The Mycobacterium bovis bacille Calmette-Guérin (BCG) vaccine was developed for tuberculosis in the 1920s and has also been used to treat non-muscle invasive bladder cancer since the late 1970s by stimulating an immune response at the cancer site. It was one of the first cancer immunotherapies and is more effective than chemotherapy for this type of cancer. However, the researchers explain that most patients cannot tolerate the strong side effects and therefore do not complete the three years of BCG treatment. When treatments fail, the last option is to remove the bladder, which leads to reduced quality of life.
The researchers have been focusing on a modified BCG vaccine to improve TB treatment in the lungs. The team removed certain lipids from the cell envelopes of the bacteria in the BCG vaccine. This “delipidated” vaccine still triggers the body to produce well-regulated immune responses but reduces overzealous inflammation that causes severe tissue damage.

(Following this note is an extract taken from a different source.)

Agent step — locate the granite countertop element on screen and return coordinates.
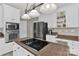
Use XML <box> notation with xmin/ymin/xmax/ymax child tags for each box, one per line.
<box><xmin>15</xmin><ymin>38</ymin><xmax>69</xmax><ymax>56</ymax></box>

To test the modified vaccine for bladder cancer, the team made two versions of the delipidated vaccine based on different TB bacteria strains, one known as sub-strain TICE, which is developed in the US, and one known as sub-strain Tokyo, which is developed in Japan.
The researchers conducted the tests in a mouse model of bladder cancer and in cells collected from human cancer patients. They tested both delipidated BCG versions and found that both were equally effective compared with the original BCG vaccine at killing the cancer, but that the modified Tokyo version performed better than the TICE version, with far less inflammation and minimal side effects.
Now, the team plan to seek funding for a phase 1 clinical trial in human patients.